Turismo, el arte de vivir

Patio ajardinado del Hotel Metropole. 1900 (FEDAC)

Publico en este post el artículo que pueden leer en la edición impresa  de la revista turística Welcome Gran Canaria, donde tengo una sección que se titula 'enYESque' de la que estoy muy orgulloso y que me permite divulgar mis elucubraciones sobre la actividad turística. En este caso, creo que he podido sintetizar en pocas líneas lo que -visto desde Gran Canaria- significa (o significó) el turismo para el desarrollo de la isla. El texto es el que sigue:

“Hacer de la vida una obra de arte” (Néstor Martín-Fernández de la Torre) o “Llevar el arte a la vida” (César Manrique) son frases que resumen el espíritu que inspiró a los artistas para poner en marcha su visión del turismo, su forma de entender esta actividad como un estado del alma, el gusto por las experiencias, el deseo de satisfacer expectativas que nos transportan (con viaje incluido) a ese imaginario/sueño alejado de las prisas, de las calles ruidosas y frías, con sus espectros acelerados y borrosos que intentan evitar la polución. En definitiva, hacer de cada segundo de nuestra vida el momento de los sentidos, de ser afortunados.
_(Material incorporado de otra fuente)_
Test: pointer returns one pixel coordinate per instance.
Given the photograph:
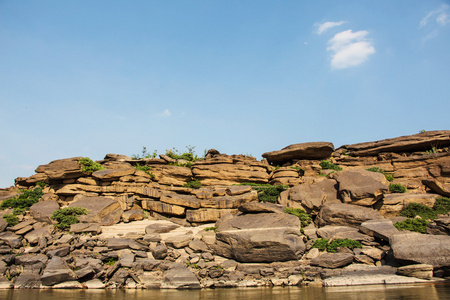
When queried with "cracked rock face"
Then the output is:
(265, 237)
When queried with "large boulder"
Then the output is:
(57, 271)
(104, 211)
(62, 169)
(361, 187)
(312, 196)
(265, 237)
(42, 211)
(421, 248)
(345, 215)
(312, 150)
(410, 143)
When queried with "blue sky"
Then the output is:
(87, 78)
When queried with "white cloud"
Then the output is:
(440, 15)
(165, 113)
(327, 25)
(350, 49)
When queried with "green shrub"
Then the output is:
(68, 216)
(25, 199)
(388, 176)
(397, 188)
(146, 169)
(416, 209)
(416, 224)
(193, 184)
(325, 164)
(303, 216)
(144, 154)
(89, 166)
(323, 244)
(11, 219)
(442, 206)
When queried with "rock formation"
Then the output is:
(170, 223)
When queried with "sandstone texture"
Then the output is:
(233, 221)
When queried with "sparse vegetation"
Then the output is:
(397, 188)
(144, 154)
(89, 166)
(213, 228)
(267, 192)
(388, 176)
(327, 165)
(11, 219)
(25, 199)
(68, 216)
(331, 246)
(146, 169)
(416, 209)
(193, 184)
(304, 217)
(416, 224)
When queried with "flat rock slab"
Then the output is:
(350, 280)
(313, 150)
(345, 215)
(410, 143)
(421, 248)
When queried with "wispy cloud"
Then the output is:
(322, 27)
(350, 49)
(440, 15)
(165, 113)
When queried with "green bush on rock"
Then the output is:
(416, 224)
(68, 216)
(89, 166)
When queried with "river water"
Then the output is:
(404, 292)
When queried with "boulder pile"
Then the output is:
(146, 226)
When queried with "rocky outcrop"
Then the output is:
(264, 237)
(412, 143)
(313, 150)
Ha transcurrido más de un siglo desde que los primeros turistas llegaron a la isla. A lo largo de este tiempo se ha transmitido y consolidado durante generaciones esa vinculación, omnipresente, del turista como un vecino efímero, una persona que mira con asombro novelero cualquier detalle, como la farola que todas las noches nos alumbra desde que tenemos conocimiento y que ahora nos percatamos del escaso o nulo interés que teníamos sobre ese artilugio cotidiano y anónimo.
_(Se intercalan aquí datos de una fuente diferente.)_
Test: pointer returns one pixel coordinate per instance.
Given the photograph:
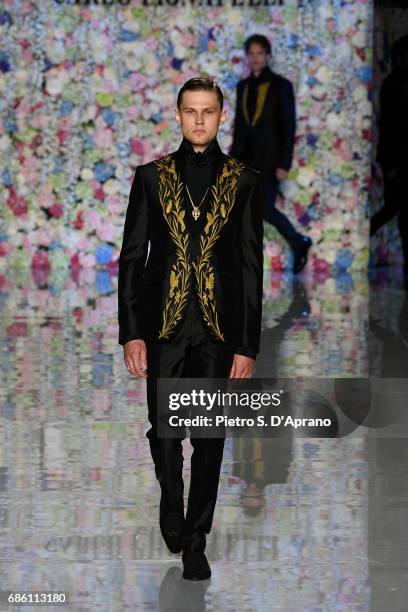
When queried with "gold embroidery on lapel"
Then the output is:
(260, 101)
(221, 205)
(170, 194)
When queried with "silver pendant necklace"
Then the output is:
(196, 209)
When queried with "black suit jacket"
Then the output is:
(271, 131)
(162, 259)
Esos rostros lampiños y atribulados que deambulan por nuestras calles como un bote de vela latina buscando la travesía más segura hasta la meta, recorren un lugar desconocido en el que las palabras de sus residentes son sólo sonidos a descifrar con un ejercicio de lógica aventurera. Puede que exista, de hecho, un lenguaje de signos acordado tácitamente entre el visitante y el residente. Un lenguaje global con unos siglos de historia, pero que se ha propagado y consolidado en las últimas décadas entre los más de mil millones de turistas que recorren el planeta cada año.


Turistas y nativos intentan compartir ése arte de vivir. La demanda acude a la oferta de un intangible que sólo puede “estar en nuestros corazones pero se escapa de entre nuestras manos”, como explicaba José de Viera y Clavijo (1731-1813) la imaginaria isla de San Borondón.  Una visión profética que inspiró a Néstor en su visión para convertir Gran Canaria en ese lugar de sueño, al plantear “sobre todo un experimento cultural, una obra de larga cultura, que exige una elevación espiritual en el pueblo que desea ser visitado. Más que habilitación de hoteles, preparación de almas”. Esto es el turismo una preparación para el espíritu. Para el arte.